Published on August 1, 2012 at 6:02 AM · No Comments

Research published Aug. 1 by scientists at Cold Spring Harbor Laboratory (CSHL) links gene mutations found in some patients with Meier-Gorlin syndrome (MGS) with specific cellular dysfunctions that are thought to give rise to a particularly extreme version of dwarfism, small brain size, and other manifestations of abnormal growth which generally characterize that rare condition.

Although only 53 cases of Meier-Gorlin syndrome have been reported in the medical literature since the first patient was described in 1959, it is a malady whose mechanisms are bringing to light new functions for some of the cellular processes common to all life. Pathology related to MGS is traced in the new research to one of these, the fundamental process called mitosis in which cells replicate their genetic material and prepare to divide into two identical "daughter" cells.

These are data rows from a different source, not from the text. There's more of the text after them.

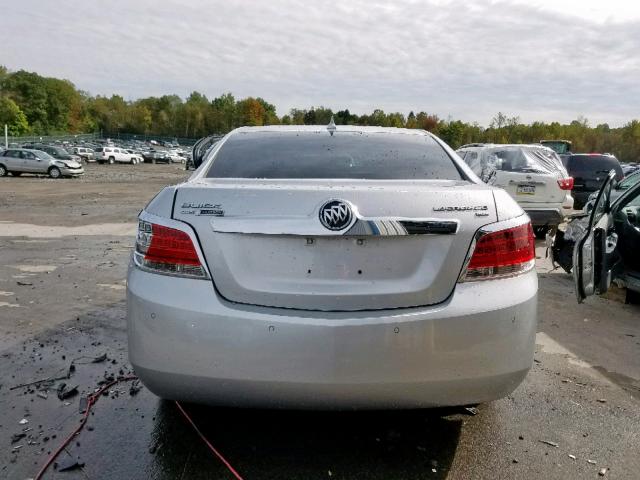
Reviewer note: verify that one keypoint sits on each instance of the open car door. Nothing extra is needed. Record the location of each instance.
(593, 251)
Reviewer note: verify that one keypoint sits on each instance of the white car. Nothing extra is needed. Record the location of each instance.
(85, 153)
(116, 155)
(175, 156)
(532, 174)
(134, 158)
(332, 267)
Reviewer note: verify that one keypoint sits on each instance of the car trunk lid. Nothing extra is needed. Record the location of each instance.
(265, 244)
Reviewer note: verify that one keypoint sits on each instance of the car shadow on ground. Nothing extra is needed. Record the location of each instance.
(273, 444)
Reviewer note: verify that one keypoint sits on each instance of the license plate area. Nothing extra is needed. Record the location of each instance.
(525, 189)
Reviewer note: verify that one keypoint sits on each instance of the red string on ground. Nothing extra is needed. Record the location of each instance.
(211, 447)
(91, 400)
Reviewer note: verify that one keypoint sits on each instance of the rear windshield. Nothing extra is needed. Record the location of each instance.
(591, 165)
(353, 155)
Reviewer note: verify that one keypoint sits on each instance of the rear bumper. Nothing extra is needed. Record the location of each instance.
(186, 343)
(72, 172)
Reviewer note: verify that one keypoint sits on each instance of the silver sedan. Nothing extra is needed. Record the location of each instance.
(332, 267)
(22, 160)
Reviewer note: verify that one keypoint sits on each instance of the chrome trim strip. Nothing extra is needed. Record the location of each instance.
(311, 226)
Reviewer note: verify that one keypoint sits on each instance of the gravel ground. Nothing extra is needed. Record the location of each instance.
(62, 301)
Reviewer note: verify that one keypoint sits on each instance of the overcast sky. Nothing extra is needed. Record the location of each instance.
(467, 60)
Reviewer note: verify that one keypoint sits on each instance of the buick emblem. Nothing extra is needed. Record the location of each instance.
(335, 215)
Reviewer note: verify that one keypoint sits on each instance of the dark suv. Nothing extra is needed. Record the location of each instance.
(589, 170)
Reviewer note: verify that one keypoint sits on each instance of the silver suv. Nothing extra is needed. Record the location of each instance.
(22, 160)
(532, 174)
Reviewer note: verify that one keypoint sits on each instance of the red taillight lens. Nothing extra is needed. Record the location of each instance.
(565, 183)
(167, 250)
(503, 253)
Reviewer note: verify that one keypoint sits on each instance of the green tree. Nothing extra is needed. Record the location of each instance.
(13, 117)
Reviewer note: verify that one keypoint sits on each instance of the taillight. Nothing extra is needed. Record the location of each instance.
(565, 183)
(501, 253)
(167, 250)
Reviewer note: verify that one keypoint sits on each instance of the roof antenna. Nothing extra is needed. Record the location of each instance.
(332, 126)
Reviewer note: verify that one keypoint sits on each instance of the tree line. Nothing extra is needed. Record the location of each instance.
(33, 104)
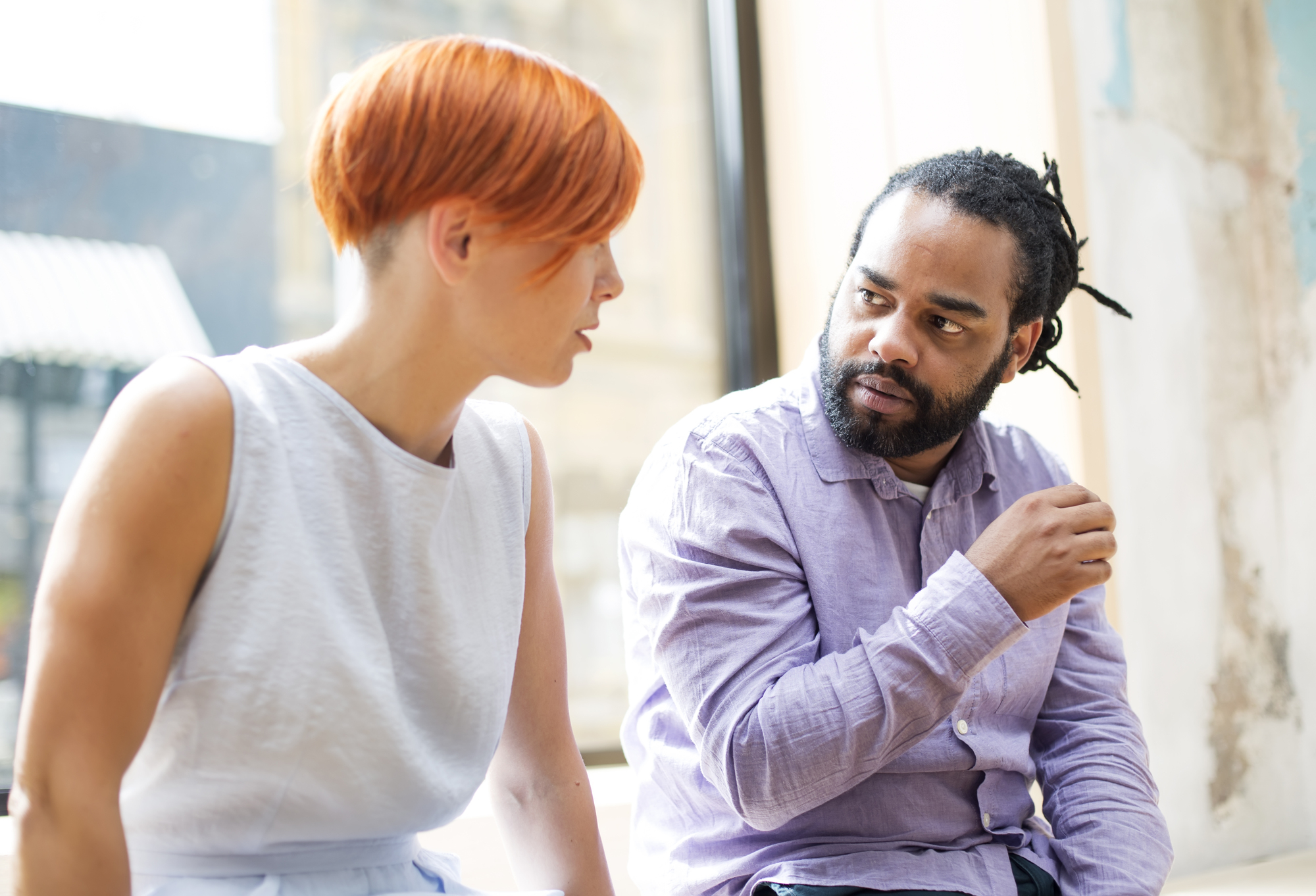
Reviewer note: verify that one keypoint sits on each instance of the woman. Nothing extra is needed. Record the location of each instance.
(299, 602)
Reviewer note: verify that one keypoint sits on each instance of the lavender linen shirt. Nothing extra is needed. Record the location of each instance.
(824, 691)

CSHL President and Professor Bruce Stillman, Ph.D., a cancer biologist who has made seminal discoveries over three decades that have helped reveal the exquisite choreography of how chromosomes are duplicated in cells, led the new research, which suggests how, during mitosis, mutant versions of a protein called Orc1 contribute in two distinct ways to severe MGS pathology. The research is published online ahead of print in Genes & Development.

Components of the cellular replication machinery

Orc1 is the largest of six proteins that form parts of a cellular machine called the origin recognition complex, or ORC. As Stillman and others discovered 20 years ago, ORC in human cells attaches to DNA at specific locations throughout the genome when a cell is preparing to duplicate its genetic information and go through cell division. These locations are called replication start sites or origins. When ORC and several other helper proteins attach at these positions, each of the assembled groups of proteins is said to form a pre-replication complex (pre-RC).

When pre-RCs have attached at all of the "start" sites throughout the genome -- a process called licensing -- cells can then begin to copy the double helix of DNA to produce two copies, one for each daughter cell. ORC enables a cell to keep track of its DNA replication and this is essential because the genetic material must be copied once, and only once.

Other roles for ORC, including centrosome regulation

Over the years, new roles for many of the ORC proteins have been found within the cell. Not only are they involved in DNA replication; as Stillman (2009) and others have shown, a number of them are also known to be involved in regulation of a cellular organ called the centrosome. Floating inside the cell's watery cytoplasm, the centrosome helps regulate the cell's progression through the cell-cycle. It ensures that the duplicated chromosomes are segregated evenly to the daughter cells. During replication, it organizes the threadlike microtubules that form a delicate spindle that segregates the two identical sets of chromosomes. Serving as anchor points for those "threads" are tiny structures inside the centrosome called centrioles. Just like DNA, which must be licensed to insure it is only copied once per cell cycle, so must the centrosome and centrioles be licensed for proper regulation of cell division.

The centrosome also plays a role in establishing cell outgrowths, such as axons in brain cells and cilia in many other cells of the body.